Gregori, Margo, Alia, Artem, Dinara, Kostya, and Ivo would act as her defense after he was gone. Because he would go. Scarab Syndrome could be held at bay in certain circumstances, but as Dr. Ndiaye had made clear, the end result was inevitable: madness leading to death. His only hope for even a short reprieve lay with Memory Aven-Rose.

“What else?” Selenka looked around the circle of dominant wolves. “Tell me we have something.”

“No defensive wounds,” Margo said, her jaw held so tight that her skin was white over bone. “Emanuel was taken by surprise. No other way to explain it, not as fast as he was.”

“He’d have heard the cycle unless the attacker was already there, lying in wait,” Ivo said, his own anger a sense of intense tightness of the body, as if he held back a hurricane. “The question of it all is why.”

Ethan might be a less than optimal Arrow, but he was an Arrow. “A mistake,” he said.

Eight pairs of eyes turned to him, with Margo the one who said, “Explain.”

“Was your packmate on a routine patrol?”

A shake of the head from Artem. “I saw him before he left—he was just going for a run. Planned to be back in a few hours, had a date and wanted to dress up.”

Another punch of wild energy against Ethan’s senses, clawed and angry and unforgiving. Not Psy in any way. It had to be an artefact of the mating bond—Selenka was attuned to the emotional tone of the room as a result of her connection with her lieutenants, and Ethan was getting the overflow.

That it was so significant despite the fragmented nature of their bond gave him hope that the bond would find a way around the roadblocks presented by his abnormal psyche and he’d get to be with his mate in the deepest sense, without static or broken shards or wisps of lingering fog.

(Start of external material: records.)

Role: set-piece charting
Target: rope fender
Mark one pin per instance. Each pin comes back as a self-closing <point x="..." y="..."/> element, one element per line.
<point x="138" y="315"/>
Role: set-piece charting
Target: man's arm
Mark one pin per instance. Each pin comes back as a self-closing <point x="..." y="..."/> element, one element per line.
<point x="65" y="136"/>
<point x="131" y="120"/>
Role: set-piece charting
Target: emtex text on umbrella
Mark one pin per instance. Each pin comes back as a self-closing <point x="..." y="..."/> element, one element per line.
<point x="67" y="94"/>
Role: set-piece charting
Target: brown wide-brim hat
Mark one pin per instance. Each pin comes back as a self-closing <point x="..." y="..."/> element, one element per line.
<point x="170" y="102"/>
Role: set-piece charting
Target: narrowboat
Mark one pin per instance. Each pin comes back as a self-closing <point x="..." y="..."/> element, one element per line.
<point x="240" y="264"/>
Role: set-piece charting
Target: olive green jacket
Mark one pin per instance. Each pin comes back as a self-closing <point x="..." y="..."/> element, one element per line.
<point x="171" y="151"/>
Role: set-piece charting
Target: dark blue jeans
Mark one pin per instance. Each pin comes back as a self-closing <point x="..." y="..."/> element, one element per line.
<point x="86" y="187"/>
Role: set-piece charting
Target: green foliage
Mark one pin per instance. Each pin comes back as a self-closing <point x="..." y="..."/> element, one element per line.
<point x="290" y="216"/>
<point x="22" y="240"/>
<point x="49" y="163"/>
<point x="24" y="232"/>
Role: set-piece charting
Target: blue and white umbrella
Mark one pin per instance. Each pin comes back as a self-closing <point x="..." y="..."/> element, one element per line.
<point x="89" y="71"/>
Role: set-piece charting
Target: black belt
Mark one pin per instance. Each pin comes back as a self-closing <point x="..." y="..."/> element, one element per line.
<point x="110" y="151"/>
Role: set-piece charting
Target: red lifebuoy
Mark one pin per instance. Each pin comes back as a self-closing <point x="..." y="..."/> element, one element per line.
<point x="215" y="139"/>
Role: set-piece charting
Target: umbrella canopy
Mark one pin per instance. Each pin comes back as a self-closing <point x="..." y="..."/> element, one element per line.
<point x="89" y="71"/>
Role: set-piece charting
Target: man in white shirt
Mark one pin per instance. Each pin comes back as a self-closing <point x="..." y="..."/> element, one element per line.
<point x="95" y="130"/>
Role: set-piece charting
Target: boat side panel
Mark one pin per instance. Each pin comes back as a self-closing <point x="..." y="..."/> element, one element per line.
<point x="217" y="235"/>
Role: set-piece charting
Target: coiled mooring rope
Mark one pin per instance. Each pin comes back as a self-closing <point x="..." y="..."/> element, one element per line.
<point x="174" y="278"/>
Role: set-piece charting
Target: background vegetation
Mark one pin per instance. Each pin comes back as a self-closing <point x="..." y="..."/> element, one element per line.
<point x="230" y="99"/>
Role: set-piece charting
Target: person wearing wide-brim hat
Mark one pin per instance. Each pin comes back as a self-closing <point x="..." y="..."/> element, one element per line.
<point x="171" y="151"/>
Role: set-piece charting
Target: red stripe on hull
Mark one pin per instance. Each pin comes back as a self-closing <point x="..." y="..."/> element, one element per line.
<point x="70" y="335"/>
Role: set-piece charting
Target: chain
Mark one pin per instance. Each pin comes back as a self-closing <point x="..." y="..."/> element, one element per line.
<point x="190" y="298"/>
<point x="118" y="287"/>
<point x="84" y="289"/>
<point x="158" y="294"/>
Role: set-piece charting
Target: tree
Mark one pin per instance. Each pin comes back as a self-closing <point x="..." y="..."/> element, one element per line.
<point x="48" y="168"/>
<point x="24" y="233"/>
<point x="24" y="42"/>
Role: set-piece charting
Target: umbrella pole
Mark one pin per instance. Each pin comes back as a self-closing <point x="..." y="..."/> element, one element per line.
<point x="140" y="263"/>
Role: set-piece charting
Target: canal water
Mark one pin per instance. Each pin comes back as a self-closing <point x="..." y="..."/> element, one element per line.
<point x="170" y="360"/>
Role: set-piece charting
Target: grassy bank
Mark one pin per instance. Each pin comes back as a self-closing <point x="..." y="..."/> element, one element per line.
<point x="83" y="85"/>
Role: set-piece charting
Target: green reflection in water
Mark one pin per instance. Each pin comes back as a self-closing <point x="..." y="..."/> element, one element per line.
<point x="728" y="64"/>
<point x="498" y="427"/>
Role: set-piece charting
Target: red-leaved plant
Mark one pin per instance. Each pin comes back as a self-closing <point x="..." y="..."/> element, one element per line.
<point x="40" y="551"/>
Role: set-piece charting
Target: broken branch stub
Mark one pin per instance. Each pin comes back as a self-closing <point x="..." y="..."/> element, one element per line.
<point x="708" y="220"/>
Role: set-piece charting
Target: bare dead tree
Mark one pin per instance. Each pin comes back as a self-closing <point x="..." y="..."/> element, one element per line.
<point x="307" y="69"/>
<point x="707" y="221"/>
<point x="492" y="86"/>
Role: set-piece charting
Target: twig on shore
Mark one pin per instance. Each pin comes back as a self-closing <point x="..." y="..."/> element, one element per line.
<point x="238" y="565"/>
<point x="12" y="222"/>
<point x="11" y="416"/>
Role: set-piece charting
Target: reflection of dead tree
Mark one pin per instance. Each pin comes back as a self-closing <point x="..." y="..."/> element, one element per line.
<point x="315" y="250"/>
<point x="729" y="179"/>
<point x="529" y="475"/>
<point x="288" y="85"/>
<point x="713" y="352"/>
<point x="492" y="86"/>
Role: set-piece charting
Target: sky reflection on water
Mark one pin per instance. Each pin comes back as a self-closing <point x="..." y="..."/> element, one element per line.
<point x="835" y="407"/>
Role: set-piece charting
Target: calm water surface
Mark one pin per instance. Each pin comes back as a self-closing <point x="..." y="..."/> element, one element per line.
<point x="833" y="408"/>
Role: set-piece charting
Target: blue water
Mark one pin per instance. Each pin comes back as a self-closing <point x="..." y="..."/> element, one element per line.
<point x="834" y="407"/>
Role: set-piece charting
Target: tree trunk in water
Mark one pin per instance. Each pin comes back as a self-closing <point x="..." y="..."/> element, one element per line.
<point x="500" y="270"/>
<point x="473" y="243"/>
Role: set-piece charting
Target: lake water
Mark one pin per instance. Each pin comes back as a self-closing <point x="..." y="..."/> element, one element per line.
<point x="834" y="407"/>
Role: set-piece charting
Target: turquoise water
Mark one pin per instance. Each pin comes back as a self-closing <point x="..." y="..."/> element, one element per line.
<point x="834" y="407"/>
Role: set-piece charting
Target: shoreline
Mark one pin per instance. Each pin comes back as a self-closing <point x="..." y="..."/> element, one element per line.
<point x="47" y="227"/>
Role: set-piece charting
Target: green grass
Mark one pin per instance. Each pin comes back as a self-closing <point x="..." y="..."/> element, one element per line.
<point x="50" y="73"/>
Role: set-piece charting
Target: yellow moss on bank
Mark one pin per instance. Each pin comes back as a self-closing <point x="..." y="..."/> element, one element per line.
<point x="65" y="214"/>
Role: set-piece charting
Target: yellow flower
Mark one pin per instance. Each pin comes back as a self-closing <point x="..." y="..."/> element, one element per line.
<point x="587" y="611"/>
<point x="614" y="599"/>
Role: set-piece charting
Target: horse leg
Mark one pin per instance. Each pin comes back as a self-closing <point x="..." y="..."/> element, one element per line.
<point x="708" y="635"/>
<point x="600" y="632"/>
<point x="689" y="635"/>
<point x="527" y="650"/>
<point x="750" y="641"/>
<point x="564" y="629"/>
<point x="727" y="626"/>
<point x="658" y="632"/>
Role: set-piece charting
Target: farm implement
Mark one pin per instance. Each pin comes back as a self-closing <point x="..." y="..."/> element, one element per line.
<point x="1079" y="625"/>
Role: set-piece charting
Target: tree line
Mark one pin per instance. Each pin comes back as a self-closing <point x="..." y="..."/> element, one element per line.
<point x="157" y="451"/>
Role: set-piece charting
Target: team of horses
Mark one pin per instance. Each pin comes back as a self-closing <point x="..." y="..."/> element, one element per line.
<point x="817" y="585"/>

Riding out the painful blast, he said, “My theory is that your packmate stumbled into something he wasn’t supposed to see.” Ethan’s mind kept on moving the available pieces, and this was the only scenario that fit. “It’s possible your father may have escaped death by a very fine margin. Had he been the first to arrive, Emanuel could’ve found him instead.”

He looked at Selenka, his loyalty to her making him hesitate on voicing the other option. But her lips tightened. “It’s possible that what Emanuel saw,” she said, “was my father doing something he shouldn’t.”

Margo sucked in a breath. “Forensics tested his hands. No signs he shot the weapon.”

That, Ethan knew, didn’t equal a lack of involvement.

Selenka’s expression made it clear she was well aware of the same. “Debrief my father personally,” she ordered Margo. “Don’t accuse him, but push hard.” She flexed, then tightened her hand just as Ethan’s gauntlet vibrated gently against his skin—a discreet indication that he’d received a message.

He glanced at it as Selenka said, “Ivo, what did our surveillance pick up?”